Tutti sono d’accordo sul fatto che occorra lavorare sul pensiero critico per avere una cittadinanza che “sappia pensare” prima di sapere “cosa pensare”, ma nessuno affronta la questione con la dovuta serietà, perché altrimenti la Scuola sarebbe al centro di una grande rivoluzione, che però non mi sembra in vista

Pubblicato il 08 Giu 2020

Gianna Angelini

Direttrice scientifica di AANT

digital digitale

L’unico modo per difendersi dalle potenziali negatività che alcune derive di internet stanno palesando e sfruttare al meglio i vantaggi del vivere nel nostro secolo è quello di formare una cittadinanza critica e consapevole. Un sentire comune che è importante non perdere di vista soprattutto in questo periodo di frenetica corsa all’equipaggiamento tecnologico.

Formare una cittadinanza critica e consapevole vuol dire lavorare sul pensiero critico per avere una cittadinanza che “sappia pensare” prima di sapere “cosa pensare”. Un punto che mette d’accordo tutti, ma che nessuno prende con la necessaria serietà, a mio avviso.
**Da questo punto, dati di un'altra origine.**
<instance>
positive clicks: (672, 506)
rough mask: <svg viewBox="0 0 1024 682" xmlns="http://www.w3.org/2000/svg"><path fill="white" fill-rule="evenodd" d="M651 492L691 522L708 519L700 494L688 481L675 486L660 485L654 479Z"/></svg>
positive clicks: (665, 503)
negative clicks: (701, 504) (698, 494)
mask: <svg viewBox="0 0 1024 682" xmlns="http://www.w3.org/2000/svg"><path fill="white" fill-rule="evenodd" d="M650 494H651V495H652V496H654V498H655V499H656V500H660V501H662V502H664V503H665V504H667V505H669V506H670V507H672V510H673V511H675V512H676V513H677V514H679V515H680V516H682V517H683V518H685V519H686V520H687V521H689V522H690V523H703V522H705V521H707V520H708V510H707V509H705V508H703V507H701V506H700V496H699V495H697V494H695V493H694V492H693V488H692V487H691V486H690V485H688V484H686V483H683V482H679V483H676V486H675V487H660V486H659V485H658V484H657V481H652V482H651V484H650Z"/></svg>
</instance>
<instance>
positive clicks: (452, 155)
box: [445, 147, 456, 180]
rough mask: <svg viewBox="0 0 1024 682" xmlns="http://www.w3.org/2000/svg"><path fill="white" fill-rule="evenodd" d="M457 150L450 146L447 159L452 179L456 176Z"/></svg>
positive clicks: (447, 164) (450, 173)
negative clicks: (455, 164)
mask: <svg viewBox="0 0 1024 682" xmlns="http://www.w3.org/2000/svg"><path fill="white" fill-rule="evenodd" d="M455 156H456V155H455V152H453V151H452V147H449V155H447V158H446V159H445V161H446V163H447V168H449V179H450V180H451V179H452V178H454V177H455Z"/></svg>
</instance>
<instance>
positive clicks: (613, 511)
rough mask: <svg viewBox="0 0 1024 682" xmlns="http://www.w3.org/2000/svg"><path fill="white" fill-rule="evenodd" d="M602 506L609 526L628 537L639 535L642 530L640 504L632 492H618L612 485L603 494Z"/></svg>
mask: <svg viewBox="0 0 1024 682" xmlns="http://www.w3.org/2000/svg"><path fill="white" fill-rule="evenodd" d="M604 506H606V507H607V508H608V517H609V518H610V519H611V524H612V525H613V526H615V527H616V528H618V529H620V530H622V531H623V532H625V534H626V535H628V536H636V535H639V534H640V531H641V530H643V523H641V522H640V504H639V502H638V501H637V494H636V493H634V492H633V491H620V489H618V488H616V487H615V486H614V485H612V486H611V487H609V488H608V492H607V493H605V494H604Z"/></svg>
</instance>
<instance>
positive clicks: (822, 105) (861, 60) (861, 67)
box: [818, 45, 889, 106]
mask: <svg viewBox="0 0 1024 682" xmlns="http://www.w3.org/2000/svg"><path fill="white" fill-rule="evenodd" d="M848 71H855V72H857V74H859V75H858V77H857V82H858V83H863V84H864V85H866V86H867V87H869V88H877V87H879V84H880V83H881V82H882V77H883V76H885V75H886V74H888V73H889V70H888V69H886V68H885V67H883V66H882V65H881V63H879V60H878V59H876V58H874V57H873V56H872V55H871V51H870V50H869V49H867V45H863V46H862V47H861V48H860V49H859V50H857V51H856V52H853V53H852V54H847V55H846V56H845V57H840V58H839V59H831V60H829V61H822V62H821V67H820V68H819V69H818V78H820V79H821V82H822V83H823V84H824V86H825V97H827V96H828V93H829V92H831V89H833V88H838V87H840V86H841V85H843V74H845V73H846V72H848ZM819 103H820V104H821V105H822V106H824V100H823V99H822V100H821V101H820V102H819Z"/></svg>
Perché altrimenti di questi tempi la Scuola sarebbe al centro di una grande rivoluzione relativa alla sua pianificazione didattica. Ma non mi sembra in vista.

A scuola di pensiero critico

Qualche mese fa, durante una delle mie lezioni di “Teoria della Percezione” in Accademia,  quando ancora potevamo fare lezione in presenza, ho dovuto constatare con amarezza che tutti in classe ignoravano l’esistenza di Marcel Proust, eppure avrebbero potuto declamare con estrema sicurezza le vicende esistenziali di Daenerys Targaryen, una delle protagoniste della saga fantasy “Cronache del ghiaccio e del fuoco” di George R. R. Martin, famosa per la sua interpretazione televisiva.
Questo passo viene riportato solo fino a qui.